Mouthing begins early in puppyhood and continues throughout the life of a dog. When you allow your pup to pull at clothes, play tug-of-war with your socks or mouth your hands, the puppy is learning a bad habit that can become a problem. When puppies mature they have stronger jaws with the muscle to back them up. An excited dog who didn’t learn bite inhibition as a puppy can cause harm when mouthing someone’s hand or arm and biting down too hard.
What may seem like cute behavior in a puppy isn’t so amusing when he becomes an adult. Letting a puppy mouth your hands, skin, hair or clothing teaches him it’s OK to use us or our clothing as chew toys.
How to Prevent Mouthing
One of the simplest methods of teaching your dog to stop mouthing is to ignore his unwanted behavior. Most people react to a dog jumping up and grabbing their hand by pulling back or trying to push the dog away, which only increases the intensity of an already excited dog wanting to greet guests. To a dog, that reaction is a signal you want to play, and pushing him away will only encourage him to continue the unwanted behavior. Instead, stand still, fold your arms and pull your hands up so your dog can’t grab them. Avoid looking at him or talking to him. With no hands to latch onto and no attention, most dogs will soon lose interest.
Another way to curb mouthing is to teach your dog how to do a proper greeting when guests arrive. Train him to sit someplace near the door and wait while people walk inside, then teach him to shake hands or touch the visitor’s hand with his nose. This way, he can satisfy his desire to touch your guests, which is one reason why some dogs mouth people.
Not all people are animal lovers and asking your dog to sit and wait instead of rushing to greet them is not as intimidating, especially if your dog is large. Having your dog sit is also a good way to help him calm down when he is excited. Keep a package of CANIDAE dog treats close by when you begin training, to reinforce the behaviors you want him to learn. Also remember to give happy praise each time for a job well done. After he understands what is expected of him, you won’t need to give him a treat every time. As with any training, be consistent, patient, calm and dedicated. Most dogs can learn how to sit in a short period of time. Teaching him to wait may take a little longer, but if you stick with it and reinforce his good behavior with lots of treats and praise, he will eventually learn.

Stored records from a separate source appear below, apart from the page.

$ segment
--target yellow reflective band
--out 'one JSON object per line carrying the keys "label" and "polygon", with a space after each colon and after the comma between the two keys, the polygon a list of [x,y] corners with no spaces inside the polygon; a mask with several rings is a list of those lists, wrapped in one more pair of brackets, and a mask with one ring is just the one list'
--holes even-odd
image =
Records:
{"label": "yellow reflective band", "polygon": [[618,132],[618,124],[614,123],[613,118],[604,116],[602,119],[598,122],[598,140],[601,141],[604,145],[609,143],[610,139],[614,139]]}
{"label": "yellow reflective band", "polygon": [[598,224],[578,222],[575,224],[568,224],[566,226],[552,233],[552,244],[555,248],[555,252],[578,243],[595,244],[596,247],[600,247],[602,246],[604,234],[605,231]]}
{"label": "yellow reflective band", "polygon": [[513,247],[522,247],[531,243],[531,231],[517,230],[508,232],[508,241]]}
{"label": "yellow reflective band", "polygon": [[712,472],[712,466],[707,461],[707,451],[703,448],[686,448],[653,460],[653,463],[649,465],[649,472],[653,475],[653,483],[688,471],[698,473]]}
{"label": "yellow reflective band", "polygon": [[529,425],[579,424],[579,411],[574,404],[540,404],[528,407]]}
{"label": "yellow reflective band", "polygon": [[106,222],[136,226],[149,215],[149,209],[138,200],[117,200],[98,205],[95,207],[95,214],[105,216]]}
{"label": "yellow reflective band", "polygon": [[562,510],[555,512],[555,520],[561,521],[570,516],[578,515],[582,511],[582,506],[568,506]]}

Mouthing could be a sign of separation anxiety, noise phobia, or other emotional issues. It could also be a sign that your dog needs more mental stimulation, and teaching basic commands is a good way to provide it. If your dog shows any kind of aggression when mouthing, have your vet examine him to make sure there are no medical issues.
You can stop an excited dog from mouthing with time and patience. Dogs don’t intuitively understand how we want them to behave. It’s our job to teach them, and it’s well worth the effort because a well mannered canine is much easier to control and more enjoyable to be around.